- The study builds on the findings of the Phase 2.0 report from additional work the coalition was able to conduct
- PERC identified drainline transport as its first research project when it was formed in 2009
- The Phase 2.1 supplemental report focuses on two previously unaddressed areas of study
The Plumbing Efficiency Research Coalition (PERC) has released the Phase 2.1 supplemental report on the drainline transport of solid waste in building drains. The study builds on the findings of the Phase 2.0 report from additional work the coalition was able to conduct using remaining funds carried over from the PERC 2.0 research study. The Drainline Transport of Solid Waste in Buildings – Phase 2.0 was originally released in September 2015. The PERC 2.1 findings appear as a new appendix to the PERC 2.0 report.
The combined reports are available for download free of charge on
the PERC website: http://www.plumbingefficiencyresearchcoalition.org.
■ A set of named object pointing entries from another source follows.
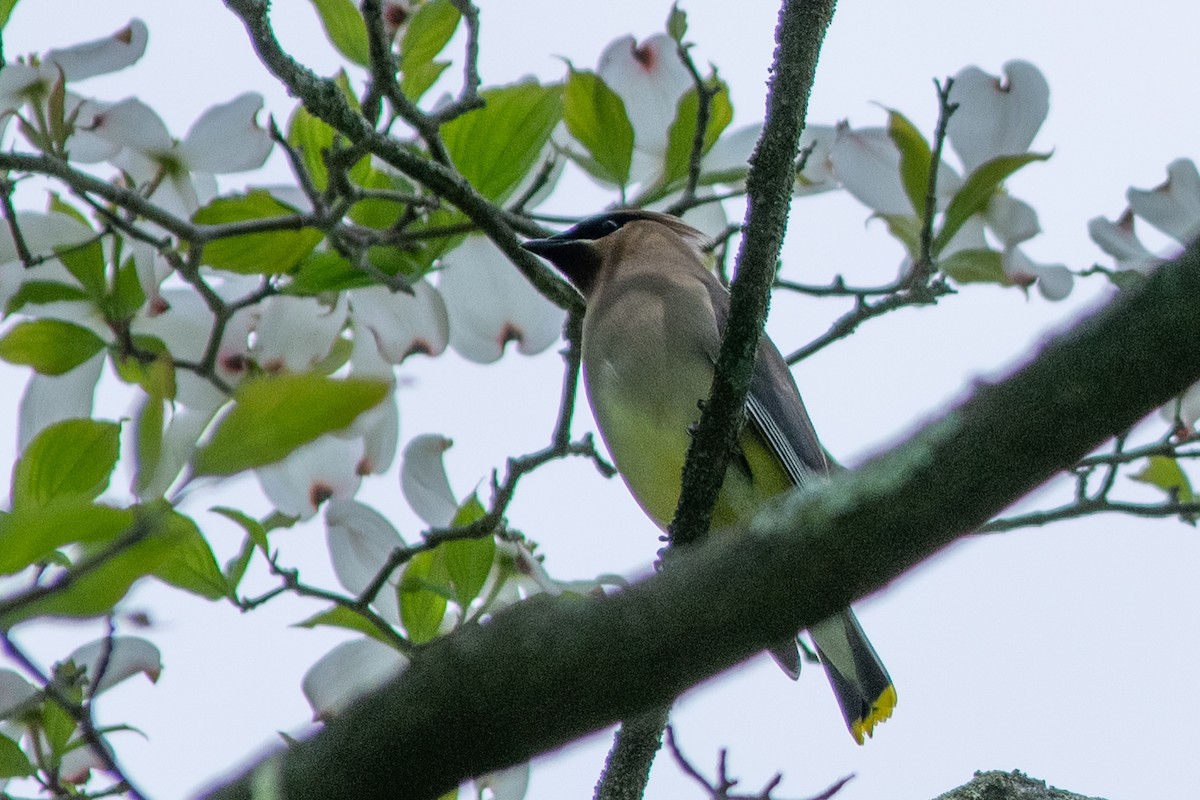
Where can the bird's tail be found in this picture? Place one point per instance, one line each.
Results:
(859, 679)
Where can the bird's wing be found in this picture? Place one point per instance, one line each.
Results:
(774, 403)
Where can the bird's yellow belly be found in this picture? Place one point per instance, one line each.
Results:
(648, 440)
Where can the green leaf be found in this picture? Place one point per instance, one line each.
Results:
(977, 192)
(497, 145)
(87, 264)
(975, 266)
(1167, 474)
(345, 618)
(191, 565)
(377, 212)
(59, 728)
(916, 158)
(148, 440)
(683, 130)
(677, 23)
(426, 35)
(127, 295)
(275, 414)
(150, 367)
(325, 271)
(31, 535)
(312, 138)
(13, 762)
(469, 560)
(6, 7)
(97, 591)
(255, 529)
(423, 595)
(52, 347)
(345, 28)
(72, 459)
(39, 293)
(595, 116)
(263, 253)
(906, 230)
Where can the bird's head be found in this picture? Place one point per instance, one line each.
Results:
(581, 252)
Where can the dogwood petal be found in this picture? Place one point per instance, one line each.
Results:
(1013, 221)
(424, 481)
(227, 138)
(133, 125)
(403, 324)
(649, 78)
(360, 541)
(1055, 281)
(490, 304)
(996, 118)
(1186, 409)
(294, 334)
(505, 785)
(103, 55)
(15, 692)
(127, 656)
(313, 473)
(867, 163)
(1174, 206)
(347, 672)
(1120, 240)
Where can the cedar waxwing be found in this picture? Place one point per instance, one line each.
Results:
(652, 331)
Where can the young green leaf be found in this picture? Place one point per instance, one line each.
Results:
(275, 414)
(30, 535)
(345, 618)
(977, 192)
(345, 28)
(497, 145)
(1165, 474)
(916, 158)
(148, 439)
(191, 565)
(52, 347)
(423, 595)
(13, 761)
(312, 138)
(6, 7)
(426, 35)
(975, 266)
(469, 560)
(677, 23)
(39, 293)
(72, 459)
(255, 530)
(273, 252)
(682, 134)
(595, 116)
(87, 264)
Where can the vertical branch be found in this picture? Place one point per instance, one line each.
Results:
(801, 31)
(798, 37)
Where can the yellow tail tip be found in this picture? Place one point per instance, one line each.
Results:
(881, 709)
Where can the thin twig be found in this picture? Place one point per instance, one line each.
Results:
(78, 711)
(863, 311)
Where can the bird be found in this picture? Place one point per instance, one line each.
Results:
(653, 322)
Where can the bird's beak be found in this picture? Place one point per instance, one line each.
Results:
(547, 247)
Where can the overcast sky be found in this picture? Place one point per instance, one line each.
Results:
(1068, 653)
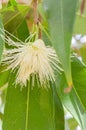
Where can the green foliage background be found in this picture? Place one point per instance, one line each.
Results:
(38, 108)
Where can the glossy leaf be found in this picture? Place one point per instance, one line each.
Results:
(1, 40)
(80, 23)
(79, 79)
(61, 15)
(32, 108)
(13, 18)
(75, 100)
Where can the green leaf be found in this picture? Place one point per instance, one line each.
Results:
(61, 15)
(4, 76)
(34, 108)
(71, 101)
(12, 19)
(80, 24)
(1, 40)
(22, 32)
(79, 79)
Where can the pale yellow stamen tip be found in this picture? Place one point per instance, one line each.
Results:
(32, 59)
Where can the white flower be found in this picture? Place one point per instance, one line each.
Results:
(32, 59)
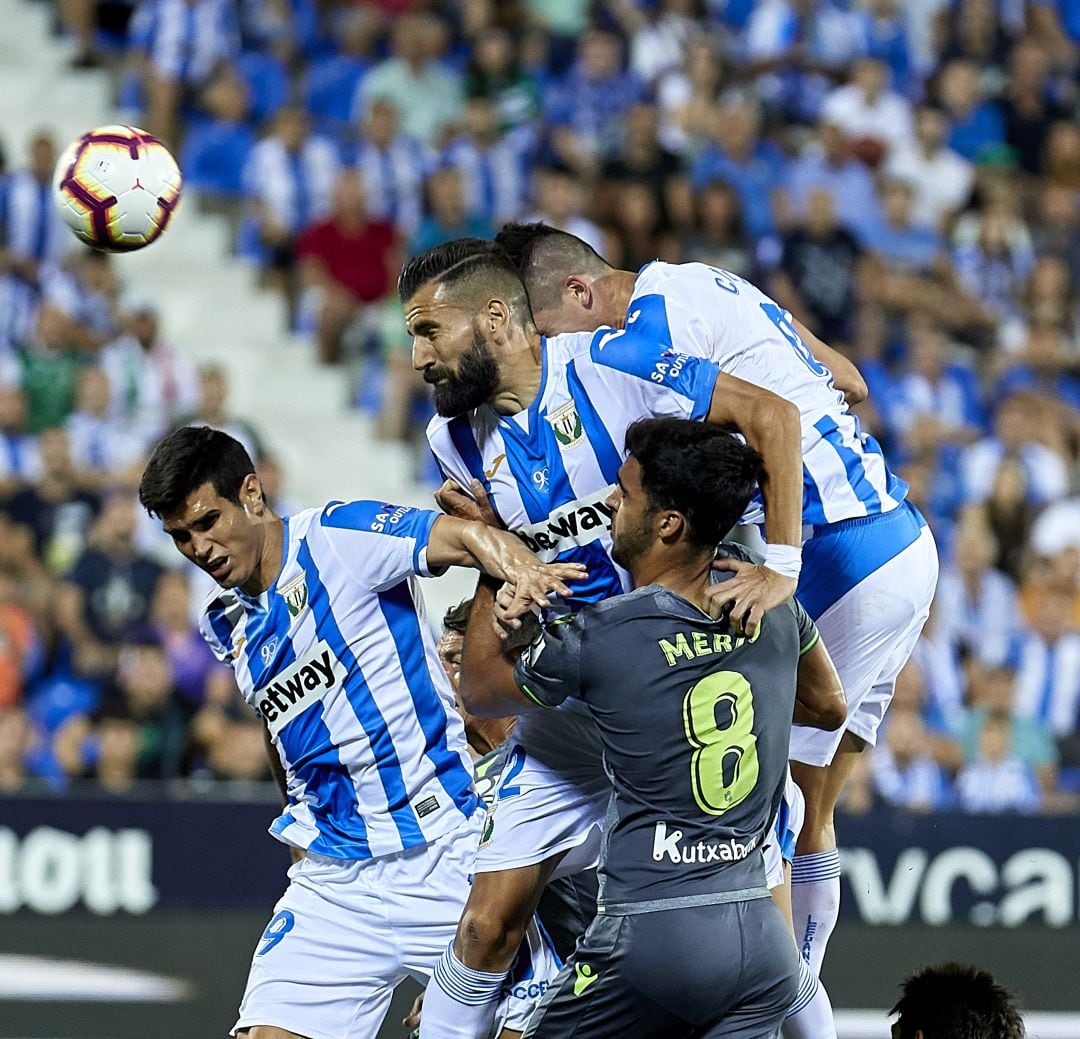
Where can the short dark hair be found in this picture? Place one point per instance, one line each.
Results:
(954, 1001)
(475, 268)
(543, 256)
(456, 619)
(700, 470)
(188, 458)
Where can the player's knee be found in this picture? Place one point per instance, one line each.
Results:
(491, 935)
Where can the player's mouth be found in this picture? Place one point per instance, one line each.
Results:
(218, 568)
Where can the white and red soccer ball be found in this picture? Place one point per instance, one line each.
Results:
(117, 188)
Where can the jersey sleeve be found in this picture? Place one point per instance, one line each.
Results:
(648, 373)
(549, 671)
(808, 630)
(379, 544)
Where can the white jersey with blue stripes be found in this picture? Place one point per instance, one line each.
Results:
(337, 659)
(709, 312)
(549, 469)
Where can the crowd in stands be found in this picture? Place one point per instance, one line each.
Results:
(903, 177)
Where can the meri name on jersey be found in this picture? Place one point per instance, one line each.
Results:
(577, 523)
(299, 686)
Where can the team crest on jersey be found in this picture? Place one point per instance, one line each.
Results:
(295, 595)
(566, 426)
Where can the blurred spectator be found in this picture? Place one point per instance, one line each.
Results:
(561, 202)
(996, 781)
(496, 75)
(817, 279)
(939, 176)
(976, 124)
(108, 591)
(288, 180)
(1015, 439)
(1030, 741)
(717, 235)
(976, 605)
(217, 147)
(1028, 105)
(188, 653)
(937, 401)
(1048, 665)
(349, 261)
(426, 94)
(585, 107)
(1062, 161)
(687, 98)
(175, 46)
(19, 461)
(832, 170)
(796, 49)
(392, 167)
(213, 409)
(137, 732)
(753, 166)
(31, 234)
(16, 741)
(100, 446)
(151, 385)
(875, 119)
(448, 215)
(905, 776)
(494, 169)
(57, 509)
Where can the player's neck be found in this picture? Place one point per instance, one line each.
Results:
(522, 372)
(269, 565)
(611, 296)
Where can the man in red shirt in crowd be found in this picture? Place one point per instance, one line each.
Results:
(351, 260)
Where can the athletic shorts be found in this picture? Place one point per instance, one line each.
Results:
(869, 599)
(779, 845)
(347, 932)
(552, 797)
(714, 971)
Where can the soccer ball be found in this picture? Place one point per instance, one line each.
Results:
(117, 188)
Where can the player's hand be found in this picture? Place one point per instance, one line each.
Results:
(529, 589)
(472, 504)
(752, 592)
(412, 1020)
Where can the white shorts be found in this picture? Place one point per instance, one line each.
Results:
(872, 629)
(346, 933)
(779, 846)
(553, 795)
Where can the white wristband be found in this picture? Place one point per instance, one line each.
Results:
(784, 558)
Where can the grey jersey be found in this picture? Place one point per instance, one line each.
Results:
(694, 723)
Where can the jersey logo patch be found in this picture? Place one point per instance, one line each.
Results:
(295, 595)
(566, 424)
(584, 975)
(289, 693)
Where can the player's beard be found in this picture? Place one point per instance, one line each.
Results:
(630, 544)
(471, 386)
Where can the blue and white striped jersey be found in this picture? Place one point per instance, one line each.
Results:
(337, 659)
(709, 312)
(550, 468)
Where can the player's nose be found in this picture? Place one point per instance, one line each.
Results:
(423, 356)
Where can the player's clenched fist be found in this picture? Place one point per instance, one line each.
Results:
(752, 591)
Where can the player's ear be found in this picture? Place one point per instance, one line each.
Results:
(579, 289)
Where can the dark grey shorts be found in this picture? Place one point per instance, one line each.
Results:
(726, 971)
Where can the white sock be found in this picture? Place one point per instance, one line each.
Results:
(815, 903)
(460, 1002)
(811, 1014)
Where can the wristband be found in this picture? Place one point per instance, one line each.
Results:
(784, 558)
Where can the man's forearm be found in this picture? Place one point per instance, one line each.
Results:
(777, 435)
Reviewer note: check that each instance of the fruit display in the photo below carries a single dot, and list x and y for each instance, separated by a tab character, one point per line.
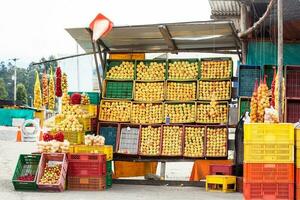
123	71
58	89
150	71
181	91
45	88
180	112
172	141
147	113
149	91
207	113
85	100
51	174
64	83
219	90
216	69
216	142
115	111
51	100
96	140
37	101
183	70
150	140
194	141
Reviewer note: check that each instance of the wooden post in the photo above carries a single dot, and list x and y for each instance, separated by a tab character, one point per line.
280	56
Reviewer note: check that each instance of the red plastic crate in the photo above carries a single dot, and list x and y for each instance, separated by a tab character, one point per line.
293	111
56	157
268	173
87	165
220	169
268	191
293	81
86	183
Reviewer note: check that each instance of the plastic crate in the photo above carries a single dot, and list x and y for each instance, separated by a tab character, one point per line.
129	139
248	74
86	165
93	96
27	165
109	132
109	180
53	157
292	111
268	173
220	169
293	81
268	191
244	106
117	89
106	149
223	183
87	183
269	133
268	153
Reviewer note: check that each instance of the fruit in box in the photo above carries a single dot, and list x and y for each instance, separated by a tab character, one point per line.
181	91
51	174
115	111
149	91
194	141
219	90
216	69
180	113
123	71
147	113
151	71
206	113
216	142
183	70
172	140
150	140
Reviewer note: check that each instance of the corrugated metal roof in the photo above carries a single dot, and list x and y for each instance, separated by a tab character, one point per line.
187	37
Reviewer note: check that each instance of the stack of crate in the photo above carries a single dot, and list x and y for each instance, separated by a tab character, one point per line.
268	161
87	172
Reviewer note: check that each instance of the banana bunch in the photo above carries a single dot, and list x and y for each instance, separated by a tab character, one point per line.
180	91
149	91
115	111
150	140
151	71
123	71
180	113
220	90
216	69
147	113
183	70
172	141
194	141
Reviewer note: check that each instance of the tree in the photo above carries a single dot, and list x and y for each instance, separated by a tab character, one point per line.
3	92
22	93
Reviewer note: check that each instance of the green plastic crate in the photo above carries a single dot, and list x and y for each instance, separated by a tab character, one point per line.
94	96
27	164
108	180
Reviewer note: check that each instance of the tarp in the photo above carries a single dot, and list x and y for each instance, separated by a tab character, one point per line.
265	53
6	115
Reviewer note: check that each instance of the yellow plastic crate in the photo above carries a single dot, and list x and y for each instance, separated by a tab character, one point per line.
222	183
106	149
269	133
268	153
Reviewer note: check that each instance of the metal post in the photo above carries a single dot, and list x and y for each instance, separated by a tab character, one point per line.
280	56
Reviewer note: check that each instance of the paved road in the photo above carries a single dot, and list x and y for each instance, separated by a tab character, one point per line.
9	151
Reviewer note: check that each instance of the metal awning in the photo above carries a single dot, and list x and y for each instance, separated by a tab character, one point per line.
207	36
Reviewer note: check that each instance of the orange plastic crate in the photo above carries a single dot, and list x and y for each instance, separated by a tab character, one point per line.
268	191
268	173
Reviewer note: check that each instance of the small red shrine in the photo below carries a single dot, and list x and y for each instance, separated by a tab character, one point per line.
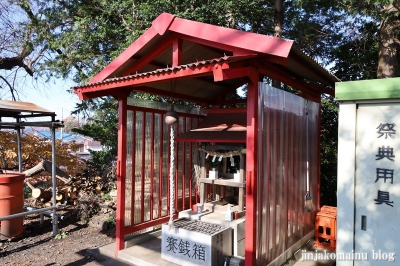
205	64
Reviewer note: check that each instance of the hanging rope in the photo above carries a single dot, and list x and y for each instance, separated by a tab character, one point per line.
172	182
223	154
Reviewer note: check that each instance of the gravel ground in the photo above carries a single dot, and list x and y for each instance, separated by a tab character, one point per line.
38	246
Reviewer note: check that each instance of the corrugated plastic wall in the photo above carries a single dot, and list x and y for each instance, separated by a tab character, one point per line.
282	170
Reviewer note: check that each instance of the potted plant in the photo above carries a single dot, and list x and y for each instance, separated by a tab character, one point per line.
213	164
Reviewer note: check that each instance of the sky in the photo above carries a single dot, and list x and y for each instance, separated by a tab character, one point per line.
53	97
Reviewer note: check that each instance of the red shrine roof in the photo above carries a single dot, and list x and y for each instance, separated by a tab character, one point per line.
205	63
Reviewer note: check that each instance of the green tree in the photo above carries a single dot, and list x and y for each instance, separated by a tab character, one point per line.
102	125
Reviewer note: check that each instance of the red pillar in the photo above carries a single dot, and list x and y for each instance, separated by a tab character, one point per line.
121	174
251	167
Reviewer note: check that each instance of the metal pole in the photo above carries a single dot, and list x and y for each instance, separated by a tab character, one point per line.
53	178
19	148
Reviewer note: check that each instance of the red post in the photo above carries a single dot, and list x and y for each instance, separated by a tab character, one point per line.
121	174
251	168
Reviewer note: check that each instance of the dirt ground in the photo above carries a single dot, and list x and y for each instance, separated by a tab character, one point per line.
38	246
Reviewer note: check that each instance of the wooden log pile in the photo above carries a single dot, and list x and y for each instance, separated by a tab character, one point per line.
68	188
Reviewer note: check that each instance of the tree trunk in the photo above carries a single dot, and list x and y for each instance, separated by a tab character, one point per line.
47	166
388	48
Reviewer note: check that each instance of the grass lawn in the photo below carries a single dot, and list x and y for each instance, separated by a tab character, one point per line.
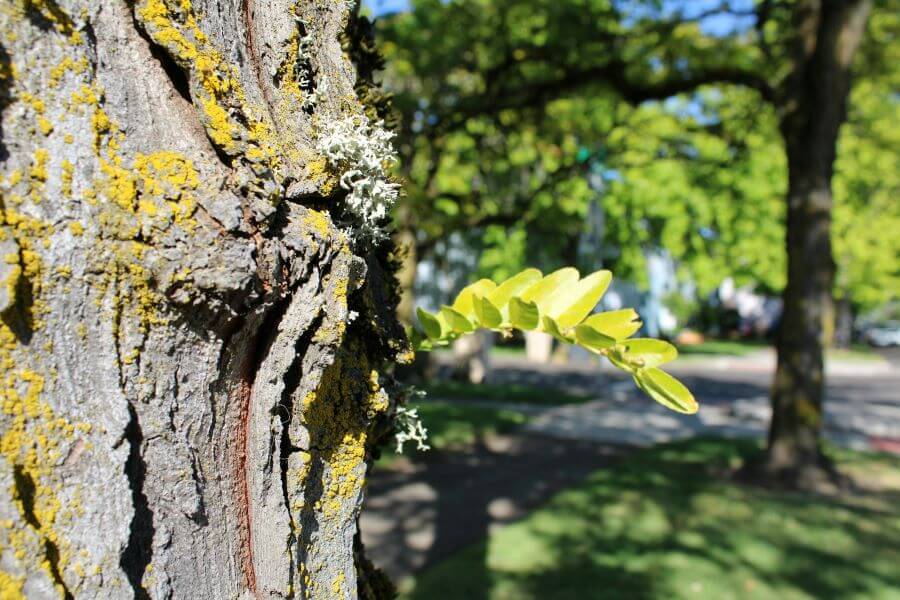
745	347
722	348
665	523
452	425
514	393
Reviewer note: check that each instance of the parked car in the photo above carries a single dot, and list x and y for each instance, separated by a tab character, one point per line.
883	335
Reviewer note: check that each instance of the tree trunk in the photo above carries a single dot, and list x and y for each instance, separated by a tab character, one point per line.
812	113
194	320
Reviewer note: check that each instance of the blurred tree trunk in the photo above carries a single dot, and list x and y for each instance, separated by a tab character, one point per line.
812	111
191	346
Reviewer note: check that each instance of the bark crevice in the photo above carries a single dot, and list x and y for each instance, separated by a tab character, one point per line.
139	551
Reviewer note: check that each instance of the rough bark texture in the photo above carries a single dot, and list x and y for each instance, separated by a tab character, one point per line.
191	341
813	108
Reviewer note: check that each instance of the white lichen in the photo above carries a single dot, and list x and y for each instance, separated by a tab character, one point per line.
409	428
363	153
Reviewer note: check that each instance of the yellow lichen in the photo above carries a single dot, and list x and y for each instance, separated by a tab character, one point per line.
38	171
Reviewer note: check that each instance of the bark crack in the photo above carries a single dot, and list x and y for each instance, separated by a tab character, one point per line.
24	486
139	551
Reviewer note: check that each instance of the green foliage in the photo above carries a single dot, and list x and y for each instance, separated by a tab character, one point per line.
559	304
498	130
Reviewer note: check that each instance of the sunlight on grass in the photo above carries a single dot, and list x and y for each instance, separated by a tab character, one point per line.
666	524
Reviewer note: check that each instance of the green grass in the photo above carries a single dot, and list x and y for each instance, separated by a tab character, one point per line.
451	425
666	524
514	393
709	348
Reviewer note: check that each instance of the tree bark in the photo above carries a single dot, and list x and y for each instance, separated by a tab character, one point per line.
812	111
194	331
“Water conservation and efficiency continue to drive many of the recent code changes in the International Plumbing Code,” said Lee Clifton, Director of PMG Resources for the International Code Council (ICC), which is a member of the coalition. “Recent events such as the Flint, Mich., water crisis and the severe drought in the western United States are shinning the spotlight on a growing global issue.”
PERC was formed in 2009 through a Memorandum of Understanding (MOU) to develop research projects that support the development of water efficiency and sustainable plumbing products, systems, and practices. PERC identified drainline transport as its first research project.
The six members of the coalition are represented by: Mary Ann Dickinson, Alliance for Water Efficiency (AWE); Billy Smith, American Society of Plumbing Engineers (ASPE); Peter DeMarco, International Association of Plumbing and Mechanical Officials (IAPMO); Fred Grable, International Code Council (ICC); Michael Copp, Plumbing-Heating-Cooling Contractors National Association (PHCC); and Barbara C. Higgens, Plumbing Manufacturers International (PMI).
The Phase 2.1 supplemental report focuses on two previously unaddressed areas of study: the implications surrounding dual flush toilet discharge patterns, comparing results to single volume flush toilets of comparable flush volume; and the impact of drainline slope deviations on the transport of solid waste.
“ICC is proud to have been a part of the PERC study,” said Grable, a senior staff engineer with the Code Council. “Our members and stakeholders strive to bring innovation into the ICC Family of Codes based on experience and research.”